Siguiente día. Los mutos no dan señales de vida. Los vigilantes querrán que me confíe, que piense que estoy a salvo, pero sé perfectamente que los soltarán en cuanto toque el agua. No, estoy bien así, y cuando me quede sin agua, moriré sin más. No pienso darles el gusto de matarme ellos mismos, aunque ya esté condenada.
Pienso en Finnick, en su forma de indicarnos a Clam y a mí que fuésemos al agua. Seguro que no esperaba algo así, sino, nos hubiese alejado de allí a toda costa. Recuerdo sus ojos verdes, y éstos son la luz que me guía a través de mis alucinaciones para volver en mí. Las voces no desaparecen del todo de mi cabeza.
Y así un día tras otro hasta que pasa una semana entera. No ha sonado ningún cañonazo, nadie ha muerto en los últimos siete días. Estos juegos se me están haciendo eternos.
El hambre me desquicia. Las visiones no me ayudan. El agua cada vez me dura menos, ya que soy incapaz de racionarla a estas alturas. Apenas me quedan un par de botellas. Sin embargo, estoy tumbada mirando al cielo, cuando veo algo plateado caer hasta que lo alcanzo con ambas manos. Un paracaídas.
El corazón se me acelera mientras lo abro apresuradamente. Descubro, agradecida, que es un pan recién hecho. Tal vez no tenga muchos patrocinadores, pero los suficientes como para pagarme un pan a estas alturas de los juegos. Me lo como con ganas, ya que no es muy grande y estoy hambrienta. Al cabo de un rato, me noto con algo más de fuerzas. De todos modos, el pan no me servirá de nada cuando me quede sin agua.
Me siento y me quedo mirando a la orilla. Pienso en cuantas probabilidades tendría de regresar antes de que los mutos me alcanzasen. No muchas, pero eso sería si estuviesen por aquí cerca. Hace días que no aparecen. Tal vez vaya siendo hora de intentarlo.
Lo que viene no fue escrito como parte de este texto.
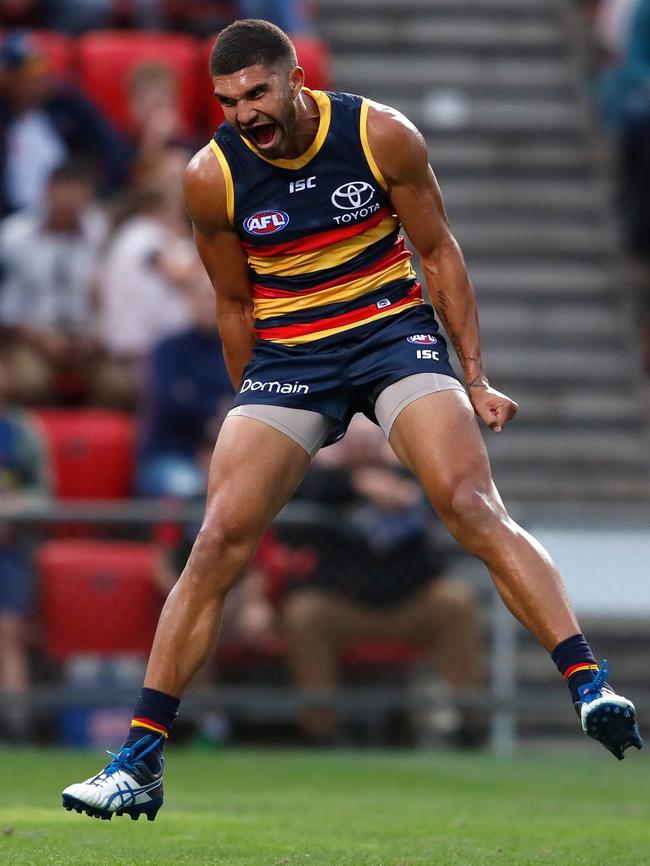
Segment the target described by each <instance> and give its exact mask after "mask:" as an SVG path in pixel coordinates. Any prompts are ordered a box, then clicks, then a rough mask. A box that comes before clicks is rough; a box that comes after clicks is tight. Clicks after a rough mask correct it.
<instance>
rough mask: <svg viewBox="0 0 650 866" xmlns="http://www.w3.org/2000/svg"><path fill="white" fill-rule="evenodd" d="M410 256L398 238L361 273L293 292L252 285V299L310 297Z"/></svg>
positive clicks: (364, 276) (362, 275) (258, 285)
mask: <svg viewBox="0 0 650 866" xmlns="http://www.w3.org/2000/svg"><path fill="white" fill-rule="evenodd" d="M411 255H412V254H411V252H410V250H408V249H407V248H406V245H405V244H404V238H402V237H400V238H398V240H396V241H395V245H394V246H393V247H391V249H390V250H389V251H388V252H387V253H386V255H385V256H383V257H382V258H381V259H380V260H379V261H378V262H375V264H374V265H371V266H370V267H369V268H365V269H364V270H363V271H351V272H350V273H347V274H343V276H340V277H337V278H336V279H335V280H330V281H329V282H327V283H319V284H318V285H317V286H311V288H309V289H295V290H294V291H290V290H287V289H270V288H268V287H267V286H263V285H261V283H253V286H252V287H253V297H254V298H293V297H295V296H296V295H312V294H314V292H320V291H321V289H331V288H333V287H334V286H342V285H344V284H345V283H351V282H352V281H353V280H358V279H362V278H363V277H370V276H372V275H373V274H376V273H379V272H380V271H383V270H385V269H387V268H389V267H391V266H392V265H396V264H397V263H398V262H401V261H404V260H405V259H410V258H411Z"/></svg>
Cojo una de las botellas y bebo hasta saciarme, ya que no puedo llevarlas conmigo si quiero ir rápido y no sé cuando volveré a encontrar agua. Me pongo de pie y me lanzo al agua antes de que los vigilantes se percaten de que estoy en movimiento y retrasando al máximo el momento en que suelten a los mutos. Sin embargo, parece que no están principalmente interesados en mí. Seguramente quieran que vuelva para ver si aporto algo de acción a la cosa, aunque sea muriendo a manos de algún tributo.
Llego a la orilla y me detengo a recuperar el aliento, a salvo ya de los mutos acuáticos que me acosaron hace unos días. Miro a mi alrededor y mis ojos se detienen inconscientemente en el lugar donde se desplomó Clam. Los recuerdos de ese día inundan mi mente, los veo con total claridad. Nunca me acostumbraré.